YONGSAN GARRISON, South Korea — A U.S. Army civilian who ordered his employees to dump formaldehyde down a drain at Yongsan Garrison’s morgue in February 2000 still may face an indictment in South Korean court.

“Everything that a court can do has been done already,” said Judge Kim Chae-hwan of Seoul District Court’s Criminal Case Division. “What remains is whether we try him and whether we issue an arrest warrant.”

Kim declined to say more because the case is ongoing.

In late September, the Seoul District Court ordered Yongsan Police Station officers to locate Albert L. MacFarland, the morgue supervisor, to deliver a written indictment.

Yongsan police officials — who came under fire in South Korean media reports for not taking action — refused to comment Thursday on whether they had located MacFarland.

U.S. Forces Korea officials were unable to comment about the case Thursday, but said in May 2001 that a criminal trial was “inappropriate,” and asserted it had jurisdiction over MacFarland under the status of forces agreement.

A judge rejected the Seoul prosecutor’s recommendation for a $3,800 fine against MacFarland in a March 2001 hearing. The judge wanted MacFarland to appear in court — a decision that surprised many South Koreans, said Park Yang-kook, manager of the South Korea Environmental Litigation Center. He said he expected the case to be dodged.

“MacFarland may be sentenced in absentia, but I hope he can be properly punished as what he did was a crime against many unspecified people,” he said.
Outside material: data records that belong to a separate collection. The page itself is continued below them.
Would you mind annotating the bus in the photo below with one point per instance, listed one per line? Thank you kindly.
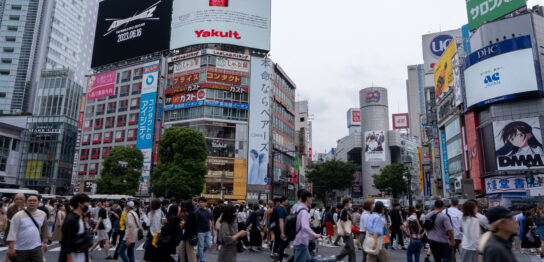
(11, 192)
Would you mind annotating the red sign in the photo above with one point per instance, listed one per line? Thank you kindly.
(401, 121)
(185, 79)
(224, 78)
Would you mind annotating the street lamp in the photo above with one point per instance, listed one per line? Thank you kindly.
(407, 167)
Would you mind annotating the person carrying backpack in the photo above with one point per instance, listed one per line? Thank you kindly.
(304, 233)
(439, 228)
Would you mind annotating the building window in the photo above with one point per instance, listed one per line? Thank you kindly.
(135, 103)
(96, 138)
(124, 90)
(123, 105)
(107, 137)
(84, 154)
(133, 119)
(120, 136)
(121, 120)
(98, 123)
(131, 134)
(86, 139)
(105, 152)
(110, 121)
(82, 169)
(136, 88)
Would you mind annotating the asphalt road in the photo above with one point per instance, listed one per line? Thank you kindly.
(261, 256)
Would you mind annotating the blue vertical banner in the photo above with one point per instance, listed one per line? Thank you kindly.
(146, 122)
(445, 161)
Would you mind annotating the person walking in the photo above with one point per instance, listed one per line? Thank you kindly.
(255, 240)
(228, 235)
(75, 243)
(156, 221)
(496, 244)
(28, 233)
(132, 224)
(344, 225)
(471, 233)
(204, 227)
(61, 215)
(100, 229)
(367, 208)
(280, 242)
(455, 216)
(375, 229)
(190, 233)
(396, 223)
(304, 231)
(441, 246)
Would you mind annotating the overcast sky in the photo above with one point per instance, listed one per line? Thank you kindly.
(332, 49)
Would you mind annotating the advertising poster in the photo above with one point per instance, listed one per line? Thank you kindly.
(500, 71)
(480, 11)
(518, 144)
(259, 121)
(101, 85)
(505, 184)
(374, 145)
(146, 122)
(443, 70)
(236, 22)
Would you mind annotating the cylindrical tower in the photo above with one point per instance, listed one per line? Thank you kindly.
(374, 127)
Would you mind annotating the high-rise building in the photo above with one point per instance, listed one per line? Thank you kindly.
(39, 35)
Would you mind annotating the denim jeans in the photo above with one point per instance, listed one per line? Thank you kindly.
(302, 253)
(129, 249)
(414, 248)
(204, 240)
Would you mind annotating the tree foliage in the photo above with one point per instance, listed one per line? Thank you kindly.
(391, 181)
(182, 164)
(331, 175)
(121, 180)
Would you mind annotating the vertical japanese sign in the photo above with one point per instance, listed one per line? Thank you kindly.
(147, 114)
(259, 121)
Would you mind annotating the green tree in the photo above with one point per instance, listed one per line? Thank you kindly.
(391, 180)
(329, 176)
(182, 164)
(118, 179)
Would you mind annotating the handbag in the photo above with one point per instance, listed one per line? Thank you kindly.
(369, 242)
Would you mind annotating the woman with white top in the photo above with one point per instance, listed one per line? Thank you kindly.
(471, 233)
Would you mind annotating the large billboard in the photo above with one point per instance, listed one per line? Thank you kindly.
(259, 121)
(375, 145)
(481, 11)
(500, 71)
(236, 22)
(101, 85)
(435, 44)
(443, 70)
(126, 29)
(518, 144)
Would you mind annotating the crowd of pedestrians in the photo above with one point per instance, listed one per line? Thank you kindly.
(447, 232)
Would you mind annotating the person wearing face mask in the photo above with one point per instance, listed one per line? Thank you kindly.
(76, 237)
(344, 221)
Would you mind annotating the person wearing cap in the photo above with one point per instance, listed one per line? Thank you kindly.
(374, 229)
(497, 242)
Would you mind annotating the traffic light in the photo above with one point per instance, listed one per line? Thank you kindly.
(530, 178)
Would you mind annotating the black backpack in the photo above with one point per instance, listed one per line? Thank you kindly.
(429, 223)
(291, 225)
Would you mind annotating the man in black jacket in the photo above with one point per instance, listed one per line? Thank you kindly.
(396, 223)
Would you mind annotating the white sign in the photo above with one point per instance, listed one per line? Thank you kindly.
(259, 121)
(518, 144)
(375, 142)
(236, 22)
(501, 75)
(435, 44)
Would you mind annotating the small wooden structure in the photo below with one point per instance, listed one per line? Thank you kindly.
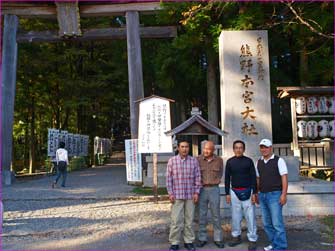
(196, 126)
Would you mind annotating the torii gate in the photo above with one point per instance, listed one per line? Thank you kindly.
(68, 15)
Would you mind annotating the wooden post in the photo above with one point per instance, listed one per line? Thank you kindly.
(9, 63)
(195, 150)
(295, 144)
(155, 177)
(135, 74)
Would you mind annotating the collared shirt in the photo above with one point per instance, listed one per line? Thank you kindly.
(183, 177)
(211, 170)
(282, 168)
(61, 155)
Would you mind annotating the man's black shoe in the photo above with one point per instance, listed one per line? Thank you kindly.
(236, 241)
(189, 246)
(252, 245)
(219, 244)
(174, 247)
(200, 244)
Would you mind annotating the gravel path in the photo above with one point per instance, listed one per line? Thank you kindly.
(97, 211)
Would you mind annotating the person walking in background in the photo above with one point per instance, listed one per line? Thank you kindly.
(211, 169)
(62, 161)
(272, 184)
(240, 186)
(183, 186)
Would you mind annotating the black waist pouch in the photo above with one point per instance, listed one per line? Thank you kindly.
(243, 194)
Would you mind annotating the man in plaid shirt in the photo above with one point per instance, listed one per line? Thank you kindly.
(183, 185)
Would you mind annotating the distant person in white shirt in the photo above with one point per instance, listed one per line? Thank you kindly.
(62, 162)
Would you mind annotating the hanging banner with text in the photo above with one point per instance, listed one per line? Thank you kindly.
(154, 121)
(133, 161)
(245, 88)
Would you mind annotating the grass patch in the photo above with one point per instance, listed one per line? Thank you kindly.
(148, 191)
(329, 222)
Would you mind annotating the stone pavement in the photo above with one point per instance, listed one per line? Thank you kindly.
(98, 211)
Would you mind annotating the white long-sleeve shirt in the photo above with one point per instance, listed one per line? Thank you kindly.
(61, 155)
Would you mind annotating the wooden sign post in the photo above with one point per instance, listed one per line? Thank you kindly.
(154, 121)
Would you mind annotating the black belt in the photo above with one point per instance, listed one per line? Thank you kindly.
(210, 185)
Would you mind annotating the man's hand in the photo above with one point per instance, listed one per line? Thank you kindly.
(172, 198)
(283, 199)
(254, 199)
(195, 198)
(228, 198)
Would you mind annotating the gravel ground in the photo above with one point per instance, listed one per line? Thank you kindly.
(97, 211)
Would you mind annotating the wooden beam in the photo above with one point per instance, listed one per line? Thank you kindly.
(135, 74)
(118, 9)
(97, 34)
(86, 10)
(9, 63)
(68, 19)
(26, 11)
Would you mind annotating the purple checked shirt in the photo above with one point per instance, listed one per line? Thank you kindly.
(183, 177)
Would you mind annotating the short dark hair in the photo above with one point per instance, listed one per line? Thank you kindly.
(61, 144)
(182, 141)
(239, 141)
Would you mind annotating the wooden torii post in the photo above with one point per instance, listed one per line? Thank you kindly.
(68, 15)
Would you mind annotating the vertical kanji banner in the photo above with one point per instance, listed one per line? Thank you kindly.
(133, 161)
(154, 121)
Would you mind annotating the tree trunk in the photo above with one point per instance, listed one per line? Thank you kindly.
(212, 97)
(32, 138)
(66, 119)
(303, 67)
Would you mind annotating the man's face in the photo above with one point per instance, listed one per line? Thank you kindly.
(183, 149)
(265, 151)
(208, 150)
(238, 149)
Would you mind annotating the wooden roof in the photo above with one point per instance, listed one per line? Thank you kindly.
(196, 125)
(294, 91)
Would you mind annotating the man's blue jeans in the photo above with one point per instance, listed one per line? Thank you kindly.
(210, 196)
(61, 171)
(273, 219)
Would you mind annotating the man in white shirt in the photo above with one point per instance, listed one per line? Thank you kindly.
(271, 172)
(62, 162)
MacFarland ordered two morgue employees to drain 192 bottles containing 16 ounces each of formaldehyde down the drain, which eventually flowed into the Han River. One of the employees complained to a supervisor, who took no action.

The incident riled protesters who accused U.S. Forces Korea of hurting the environment. South Korean and U.S. officials said it caused no immediate or lasting danger.